Cheat - execute dependent instructions within a single clock cycle using multi-input or fast functional units (the intel P4 has a high-speed ALU which is clocked at double rate of processor) and cache & recall common results (at instruction or function level)
The effect of alignment on instruction fetch rate
Cache conflicts when fetching unaligned instructions means some instructions in cache lines accessed are valid. This limits the effectiveness of the superscalar processor as valid instructions can’t be supplied fast enough.
What is required to fetch multiple basic blocks per cycle?
- A branch predictor that can predict the direction of multiple branches in one clock cycle.
- A stored tree of possible branch tagets for each branch in a Branch Address Cache
Trace Cache
Cache dynamic instruction sequences and contains both instructions and an indicator of whether each branch was taken or not taken. A trace hit occurs when the fetch address matches the tag and the branch predictions match the branch flags are stored with the trace.
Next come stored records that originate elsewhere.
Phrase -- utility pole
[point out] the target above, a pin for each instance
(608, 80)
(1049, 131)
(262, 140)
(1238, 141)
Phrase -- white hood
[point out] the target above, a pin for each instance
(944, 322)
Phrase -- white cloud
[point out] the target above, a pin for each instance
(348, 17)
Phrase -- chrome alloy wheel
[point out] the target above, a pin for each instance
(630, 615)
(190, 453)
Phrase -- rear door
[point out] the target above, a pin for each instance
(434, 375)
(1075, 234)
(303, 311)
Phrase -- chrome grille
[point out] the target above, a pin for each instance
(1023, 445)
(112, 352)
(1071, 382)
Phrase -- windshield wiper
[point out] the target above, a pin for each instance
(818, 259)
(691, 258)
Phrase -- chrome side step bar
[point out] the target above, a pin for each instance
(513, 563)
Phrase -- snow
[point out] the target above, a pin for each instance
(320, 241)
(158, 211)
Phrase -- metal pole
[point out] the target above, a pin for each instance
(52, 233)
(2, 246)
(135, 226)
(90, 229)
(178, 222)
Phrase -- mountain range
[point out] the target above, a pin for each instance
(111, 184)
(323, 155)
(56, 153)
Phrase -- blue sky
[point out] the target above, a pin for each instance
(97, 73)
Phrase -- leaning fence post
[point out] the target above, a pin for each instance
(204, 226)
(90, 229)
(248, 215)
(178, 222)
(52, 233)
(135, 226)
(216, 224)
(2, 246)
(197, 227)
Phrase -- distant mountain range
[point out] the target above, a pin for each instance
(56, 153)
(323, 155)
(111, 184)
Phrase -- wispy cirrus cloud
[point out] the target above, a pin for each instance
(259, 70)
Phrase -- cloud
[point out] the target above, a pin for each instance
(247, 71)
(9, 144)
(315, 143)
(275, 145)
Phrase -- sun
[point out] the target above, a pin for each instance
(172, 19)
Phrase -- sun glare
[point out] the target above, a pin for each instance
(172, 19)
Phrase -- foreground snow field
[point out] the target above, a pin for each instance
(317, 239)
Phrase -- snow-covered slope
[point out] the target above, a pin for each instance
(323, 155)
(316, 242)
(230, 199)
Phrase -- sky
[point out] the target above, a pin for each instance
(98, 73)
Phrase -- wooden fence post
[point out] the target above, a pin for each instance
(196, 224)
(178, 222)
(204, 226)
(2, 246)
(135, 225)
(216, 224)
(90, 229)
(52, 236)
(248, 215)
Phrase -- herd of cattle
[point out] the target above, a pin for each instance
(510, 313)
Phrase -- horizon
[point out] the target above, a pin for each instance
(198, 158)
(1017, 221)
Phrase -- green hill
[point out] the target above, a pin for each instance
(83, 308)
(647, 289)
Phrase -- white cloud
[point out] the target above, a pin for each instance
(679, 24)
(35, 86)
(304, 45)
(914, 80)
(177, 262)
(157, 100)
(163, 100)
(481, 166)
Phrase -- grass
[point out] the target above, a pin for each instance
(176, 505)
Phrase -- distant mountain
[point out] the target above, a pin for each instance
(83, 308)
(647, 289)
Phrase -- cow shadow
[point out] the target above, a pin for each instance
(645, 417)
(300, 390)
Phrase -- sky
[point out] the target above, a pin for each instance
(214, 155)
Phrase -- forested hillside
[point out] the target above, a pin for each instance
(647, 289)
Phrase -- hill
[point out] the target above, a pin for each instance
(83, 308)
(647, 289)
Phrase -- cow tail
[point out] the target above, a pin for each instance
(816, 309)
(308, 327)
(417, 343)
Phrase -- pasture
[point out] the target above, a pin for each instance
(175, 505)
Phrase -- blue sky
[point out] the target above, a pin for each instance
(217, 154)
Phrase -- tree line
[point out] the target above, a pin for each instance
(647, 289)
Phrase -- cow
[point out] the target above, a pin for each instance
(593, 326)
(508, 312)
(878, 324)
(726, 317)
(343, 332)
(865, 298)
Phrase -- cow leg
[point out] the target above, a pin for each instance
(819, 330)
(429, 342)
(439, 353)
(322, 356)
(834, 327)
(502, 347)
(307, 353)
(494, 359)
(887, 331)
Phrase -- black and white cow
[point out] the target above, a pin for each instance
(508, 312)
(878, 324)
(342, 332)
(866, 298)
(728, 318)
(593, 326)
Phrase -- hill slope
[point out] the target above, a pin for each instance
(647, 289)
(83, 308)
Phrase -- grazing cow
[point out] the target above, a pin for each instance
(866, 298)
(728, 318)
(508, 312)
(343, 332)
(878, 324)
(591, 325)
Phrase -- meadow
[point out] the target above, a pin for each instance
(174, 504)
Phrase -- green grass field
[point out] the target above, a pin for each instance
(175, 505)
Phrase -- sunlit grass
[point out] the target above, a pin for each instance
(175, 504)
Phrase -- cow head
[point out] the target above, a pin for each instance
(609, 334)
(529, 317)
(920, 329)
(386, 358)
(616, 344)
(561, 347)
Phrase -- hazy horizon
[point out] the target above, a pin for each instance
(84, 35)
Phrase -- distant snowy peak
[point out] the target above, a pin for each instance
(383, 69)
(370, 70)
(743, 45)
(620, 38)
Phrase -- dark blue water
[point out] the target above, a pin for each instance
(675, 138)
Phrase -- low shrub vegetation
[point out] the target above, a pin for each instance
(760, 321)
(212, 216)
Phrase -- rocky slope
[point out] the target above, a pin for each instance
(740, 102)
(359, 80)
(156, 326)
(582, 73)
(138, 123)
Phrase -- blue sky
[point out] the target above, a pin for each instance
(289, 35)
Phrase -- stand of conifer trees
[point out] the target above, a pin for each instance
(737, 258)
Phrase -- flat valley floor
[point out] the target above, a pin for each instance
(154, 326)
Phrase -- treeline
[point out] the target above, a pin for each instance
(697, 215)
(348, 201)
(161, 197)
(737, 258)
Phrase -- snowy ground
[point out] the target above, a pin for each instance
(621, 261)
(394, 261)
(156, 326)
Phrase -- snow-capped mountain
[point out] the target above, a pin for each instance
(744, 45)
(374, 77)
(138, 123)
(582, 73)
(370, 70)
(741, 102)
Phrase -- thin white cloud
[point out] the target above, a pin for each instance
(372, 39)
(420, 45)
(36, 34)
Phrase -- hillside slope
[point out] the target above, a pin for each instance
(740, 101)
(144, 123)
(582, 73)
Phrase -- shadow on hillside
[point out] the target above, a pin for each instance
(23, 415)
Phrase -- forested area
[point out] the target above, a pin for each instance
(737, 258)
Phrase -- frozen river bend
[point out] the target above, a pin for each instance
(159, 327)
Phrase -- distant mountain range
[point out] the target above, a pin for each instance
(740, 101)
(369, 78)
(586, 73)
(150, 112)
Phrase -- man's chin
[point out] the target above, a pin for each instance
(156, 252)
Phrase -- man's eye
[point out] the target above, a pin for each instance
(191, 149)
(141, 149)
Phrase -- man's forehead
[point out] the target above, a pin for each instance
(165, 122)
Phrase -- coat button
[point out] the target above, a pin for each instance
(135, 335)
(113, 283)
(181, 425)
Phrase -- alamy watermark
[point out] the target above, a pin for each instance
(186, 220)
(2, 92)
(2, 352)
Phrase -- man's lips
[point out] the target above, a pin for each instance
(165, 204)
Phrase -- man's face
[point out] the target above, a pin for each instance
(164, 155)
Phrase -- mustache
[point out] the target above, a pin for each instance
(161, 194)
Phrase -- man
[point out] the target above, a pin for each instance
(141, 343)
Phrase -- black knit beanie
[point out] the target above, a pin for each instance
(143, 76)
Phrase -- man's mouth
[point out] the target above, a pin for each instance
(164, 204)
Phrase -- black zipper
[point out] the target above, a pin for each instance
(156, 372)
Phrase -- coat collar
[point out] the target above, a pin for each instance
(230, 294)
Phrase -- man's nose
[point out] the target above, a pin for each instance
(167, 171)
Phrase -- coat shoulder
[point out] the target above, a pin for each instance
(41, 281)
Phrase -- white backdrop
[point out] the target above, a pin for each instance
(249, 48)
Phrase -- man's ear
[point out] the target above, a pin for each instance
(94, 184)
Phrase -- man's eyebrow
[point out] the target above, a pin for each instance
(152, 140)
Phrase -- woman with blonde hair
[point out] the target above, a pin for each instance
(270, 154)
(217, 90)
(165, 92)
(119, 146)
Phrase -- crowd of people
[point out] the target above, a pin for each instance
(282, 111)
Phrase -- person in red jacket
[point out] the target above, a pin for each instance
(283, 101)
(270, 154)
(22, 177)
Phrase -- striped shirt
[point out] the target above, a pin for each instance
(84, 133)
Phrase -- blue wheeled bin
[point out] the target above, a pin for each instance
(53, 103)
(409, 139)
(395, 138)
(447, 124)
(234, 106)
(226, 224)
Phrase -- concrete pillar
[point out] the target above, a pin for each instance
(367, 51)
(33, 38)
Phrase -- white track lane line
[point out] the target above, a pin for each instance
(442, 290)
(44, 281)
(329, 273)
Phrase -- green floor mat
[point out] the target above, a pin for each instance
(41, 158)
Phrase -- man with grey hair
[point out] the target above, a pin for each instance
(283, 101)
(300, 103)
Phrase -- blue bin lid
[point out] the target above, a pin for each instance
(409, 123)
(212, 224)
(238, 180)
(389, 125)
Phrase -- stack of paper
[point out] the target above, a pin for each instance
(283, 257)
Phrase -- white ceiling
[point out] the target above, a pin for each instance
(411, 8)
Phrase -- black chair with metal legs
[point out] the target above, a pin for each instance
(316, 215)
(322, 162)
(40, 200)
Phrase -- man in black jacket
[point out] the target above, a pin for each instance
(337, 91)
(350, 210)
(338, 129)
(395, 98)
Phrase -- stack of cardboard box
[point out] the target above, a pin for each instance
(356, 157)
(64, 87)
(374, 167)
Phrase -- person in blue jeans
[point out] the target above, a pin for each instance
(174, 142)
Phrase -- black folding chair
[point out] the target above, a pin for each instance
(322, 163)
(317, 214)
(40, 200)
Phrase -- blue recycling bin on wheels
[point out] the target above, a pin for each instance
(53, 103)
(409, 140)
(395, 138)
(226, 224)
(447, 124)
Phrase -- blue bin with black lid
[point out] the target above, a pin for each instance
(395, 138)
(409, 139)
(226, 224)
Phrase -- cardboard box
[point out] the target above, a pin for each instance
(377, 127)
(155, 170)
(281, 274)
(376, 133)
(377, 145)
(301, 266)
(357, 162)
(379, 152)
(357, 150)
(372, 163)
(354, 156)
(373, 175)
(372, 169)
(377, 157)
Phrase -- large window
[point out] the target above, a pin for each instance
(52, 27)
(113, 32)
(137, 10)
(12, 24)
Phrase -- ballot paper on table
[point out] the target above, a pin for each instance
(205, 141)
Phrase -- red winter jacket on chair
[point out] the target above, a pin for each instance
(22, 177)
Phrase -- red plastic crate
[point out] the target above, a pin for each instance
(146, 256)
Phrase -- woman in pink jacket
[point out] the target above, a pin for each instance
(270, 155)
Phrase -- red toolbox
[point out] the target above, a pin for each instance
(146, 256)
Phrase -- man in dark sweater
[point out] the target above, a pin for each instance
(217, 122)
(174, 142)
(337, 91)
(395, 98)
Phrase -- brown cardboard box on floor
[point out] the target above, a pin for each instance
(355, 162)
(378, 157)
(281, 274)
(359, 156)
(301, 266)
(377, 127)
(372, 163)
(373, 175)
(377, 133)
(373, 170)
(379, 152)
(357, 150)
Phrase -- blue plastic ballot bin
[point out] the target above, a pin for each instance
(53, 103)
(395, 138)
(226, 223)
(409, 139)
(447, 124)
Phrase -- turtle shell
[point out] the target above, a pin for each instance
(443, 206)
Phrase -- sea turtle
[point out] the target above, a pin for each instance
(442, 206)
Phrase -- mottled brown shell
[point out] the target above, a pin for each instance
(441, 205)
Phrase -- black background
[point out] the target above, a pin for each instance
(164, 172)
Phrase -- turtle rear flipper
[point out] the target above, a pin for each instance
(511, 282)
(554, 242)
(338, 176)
It’s very complex and requires lots of computation and caching to do matching so only used in Intel’s pentium 4.
Register Renaming
Name dependencies unnecessarily limit our ability to exploit ILP. Number of architectural registers (as defined by ISA) may be limited preventing this being solved at compile time. Register renaming map from architectural registers to physical registers at run time. This renaming removes false dependencies.
Dynamic Scheduling
Instructions from a large window spanning multiple basic blocks are executed out-of-order. The compiler can’t produce best schedule as limited by unpredictable conditional branches, limited number of registers, inability to disambiguate some memory addresses statically and unpredictable cache behaviour. Unpredictable can be tolerated with dynamic scheduling by meanwhile executing independent instructions.
Memory Aliasing
Two memory references involving the same memory location
Memory Disambiguation
The process of determining if two memory references will alias or not.
Out-of-order loads
Loads often start chains of dependent instructions so want to execute ASAP:
- Load-bypassing - execute LOAD before preceding STORES (if access different locations)
- Store-to-load forwarding - if load is directly dependent on store, receive data directly from STORE without accessing memory
- Load-to-Load forwarding - Forward data read by one Load to a later one
Restrictions on executing memory instructions out-of-order
- Store operations cannot be undone so must ensure exception caused by earlier instructions handled before store changes memory.Must ensure not speculative when accesses memory.
- Must respect memory carried dependencies and must be careful not to read a memory location before it has been updated by an older store instruction.
- Shared memory consistency models - multiprocessor systems often require loads that access the same memory address execute in program order.